# Anyone else afraid to leave them home alone?



## glamourdog (Apr 17, 2004)

I'm not sure why but recently I've been having the strangest feelings every time we are gone from the house for too long with the girls at home.. I'm not sure what I'm worried about, guess I'm just a worrier, but I'm always so relieved to see them all happy and safe when we get home. 

It's actually starting to bug me when we're out cuz I'm too busy thinking about them to enjoy myself. 

Silly right?


----------



## Scoobydoo (May 26, 2005)

I would venture to say you are suffering from separation anxiety, don't worry, if they are ok when you come home chances are they probably slept the whole time you were gone anyway, that's what Scooby does, not that we leave him very often but when we do I also think of him and try not to be gone too long.
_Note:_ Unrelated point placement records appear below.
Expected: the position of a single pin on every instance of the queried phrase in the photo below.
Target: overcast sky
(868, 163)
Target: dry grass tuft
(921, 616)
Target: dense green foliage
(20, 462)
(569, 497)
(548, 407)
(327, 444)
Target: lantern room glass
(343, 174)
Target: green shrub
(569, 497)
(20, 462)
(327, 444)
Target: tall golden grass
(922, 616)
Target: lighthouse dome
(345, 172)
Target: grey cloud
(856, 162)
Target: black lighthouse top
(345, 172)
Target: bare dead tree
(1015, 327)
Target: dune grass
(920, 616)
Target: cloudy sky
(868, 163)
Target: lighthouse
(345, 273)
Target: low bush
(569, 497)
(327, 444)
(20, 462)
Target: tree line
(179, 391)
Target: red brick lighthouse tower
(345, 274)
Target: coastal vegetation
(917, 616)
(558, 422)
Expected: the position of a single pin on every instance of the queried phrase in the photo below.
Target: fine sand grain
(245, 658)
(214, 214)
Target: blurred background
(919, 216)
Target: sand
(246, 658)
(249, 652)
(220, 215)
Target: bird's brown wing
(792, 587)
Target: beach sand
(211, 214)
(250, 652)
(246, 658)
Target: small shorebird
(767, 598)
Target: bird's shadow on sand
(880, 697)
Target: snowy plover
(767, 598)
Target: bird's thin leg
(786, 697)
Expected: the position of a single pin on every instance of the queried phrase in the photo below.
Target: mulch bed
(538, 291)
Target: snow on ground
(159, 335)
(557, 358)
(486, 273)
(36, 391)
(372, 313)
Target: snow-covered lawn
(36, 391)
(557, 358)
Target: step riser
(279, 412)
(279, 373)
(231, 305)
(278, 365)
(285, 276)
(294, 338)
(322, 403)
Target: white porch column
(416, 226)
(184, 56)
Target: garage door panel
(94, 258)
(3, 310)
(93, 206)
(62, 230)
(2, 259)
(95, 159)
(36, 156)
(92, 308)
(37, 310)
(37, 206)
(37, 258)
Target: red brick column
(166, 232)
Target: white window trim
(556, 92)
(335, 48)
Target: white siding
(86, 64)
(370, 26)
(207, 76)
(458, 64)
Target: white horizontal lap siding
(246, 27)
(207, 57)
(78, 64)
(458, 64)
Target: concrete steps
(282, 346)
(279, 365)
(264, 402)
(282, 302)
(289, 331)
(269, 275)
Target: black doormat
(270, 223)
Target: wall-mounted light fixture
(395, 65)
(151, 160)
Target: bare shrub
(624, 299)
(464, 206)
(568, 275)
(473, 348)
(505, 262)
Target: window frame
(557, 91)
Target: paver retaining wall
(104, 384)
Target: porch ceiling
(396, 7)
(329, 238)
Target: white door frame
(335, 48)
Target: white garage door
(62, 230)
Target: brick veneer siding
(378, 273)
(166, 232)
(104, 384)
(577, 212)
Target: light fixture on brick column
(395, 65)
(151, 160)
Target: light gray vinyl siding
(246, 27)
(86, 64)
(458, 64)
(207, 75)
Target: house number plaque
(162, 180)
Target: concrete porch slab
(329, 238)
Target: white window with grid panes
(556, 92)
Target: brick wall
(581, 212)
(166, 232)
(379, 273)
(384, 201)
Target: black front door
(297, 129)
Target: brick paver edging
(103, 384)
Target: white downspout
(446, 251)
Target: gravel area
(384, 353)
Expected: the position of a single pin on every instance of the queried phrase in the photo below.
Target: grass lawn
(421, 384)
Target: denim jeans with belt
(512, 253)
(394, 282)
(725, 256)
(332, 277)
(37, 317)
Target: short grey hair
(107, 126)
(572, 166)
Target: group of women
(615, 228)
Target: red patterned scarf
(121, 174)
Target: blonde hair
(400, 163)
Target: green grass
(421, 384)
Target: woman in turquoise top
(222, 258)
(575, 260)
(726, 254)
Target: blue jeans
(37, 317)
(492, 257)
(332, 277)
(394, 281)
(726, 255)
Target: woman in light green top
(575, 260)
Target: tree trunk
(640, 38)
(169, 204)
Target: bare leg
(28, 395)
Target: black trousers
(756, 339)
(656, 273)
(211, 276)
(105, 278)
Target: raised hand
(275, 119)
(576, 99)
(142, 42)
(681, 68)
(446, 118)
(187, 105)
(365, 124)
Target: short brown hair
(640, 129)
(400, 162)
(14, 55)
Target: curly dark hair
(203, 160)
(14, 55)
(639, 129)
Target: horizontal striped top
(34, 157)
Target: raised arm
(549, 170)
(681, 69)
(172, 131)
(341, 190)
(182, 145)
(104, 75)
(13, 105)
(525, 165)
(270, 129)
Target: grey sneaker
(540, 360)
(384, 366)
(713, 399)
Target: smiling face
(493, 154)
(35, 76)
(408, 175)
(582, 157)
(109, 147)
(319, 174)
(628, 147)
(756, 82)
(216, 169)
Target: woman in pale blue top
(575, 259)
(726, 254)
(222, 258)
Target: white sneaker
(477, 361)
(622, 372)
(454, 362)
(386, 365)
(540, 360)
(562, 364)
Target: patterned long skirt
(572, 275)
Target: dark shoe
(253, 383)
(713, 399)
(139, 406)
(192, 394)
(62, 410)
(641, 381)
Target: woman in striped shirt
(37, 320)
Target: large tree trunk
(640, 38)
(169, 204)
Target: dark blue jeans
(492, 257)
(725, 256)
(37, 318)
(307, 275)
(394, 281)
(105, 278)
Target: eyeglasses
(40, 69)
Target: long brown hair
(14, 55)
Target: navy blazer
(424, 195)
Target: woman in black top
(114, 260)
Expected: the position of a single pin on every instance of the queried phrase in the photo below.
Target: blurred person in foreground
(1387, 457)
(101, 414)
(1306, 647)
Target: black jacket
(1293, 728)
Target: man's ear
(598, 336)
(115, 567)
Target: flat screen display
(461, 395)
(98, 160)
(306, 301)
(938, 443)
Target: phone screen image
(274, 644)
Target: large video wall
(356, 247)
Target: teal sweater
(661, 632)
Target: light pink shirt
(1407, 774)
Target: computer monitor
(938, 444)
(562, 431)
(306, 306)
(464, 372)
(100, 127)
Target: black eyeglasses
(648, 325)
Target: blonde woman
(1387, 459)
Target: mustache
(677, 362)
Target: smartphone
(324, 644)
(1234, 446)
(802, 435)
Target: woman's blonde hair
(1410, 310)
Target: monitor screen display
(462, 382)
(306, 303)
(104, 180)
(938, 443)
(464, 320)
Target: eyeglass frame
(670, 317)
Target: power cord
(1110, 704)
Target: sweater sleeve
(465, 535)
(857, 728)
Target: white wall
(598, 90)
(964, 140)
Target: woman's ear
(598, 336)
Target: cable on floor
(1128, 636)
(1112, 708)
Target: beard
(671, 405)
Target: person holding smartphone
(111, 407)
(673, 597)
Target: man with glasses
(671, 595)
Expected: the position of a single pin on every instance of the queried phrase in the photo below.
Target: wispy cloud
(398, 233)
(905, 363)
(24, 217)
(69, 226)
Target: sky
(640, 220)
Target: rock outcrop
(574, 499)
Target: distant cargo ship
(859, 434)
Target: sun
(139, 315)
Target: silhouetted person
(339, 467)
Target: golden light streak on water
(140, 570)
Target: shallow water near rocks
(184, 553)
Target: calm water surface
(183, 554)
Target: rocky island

When we get home he greets us at the door and is fine.


----------



## NewMom328 (Apr 15, 2005)

I'm having the same problem. I recently started grad. school and I have to leave Kylee a lot more than I'd like and all day while I'm in school I just think about her and how sad and lonely she probably is :-(


----------



## BrookeB676 (Oct 17, 2004)

We have the same problem, in fact it go so bad that we planned where they would stay during the day so just in case anything happen they couldnt get out. I guess we were fearing a break-in or someone trying to steal them, although it is highly unlikely, you never never know.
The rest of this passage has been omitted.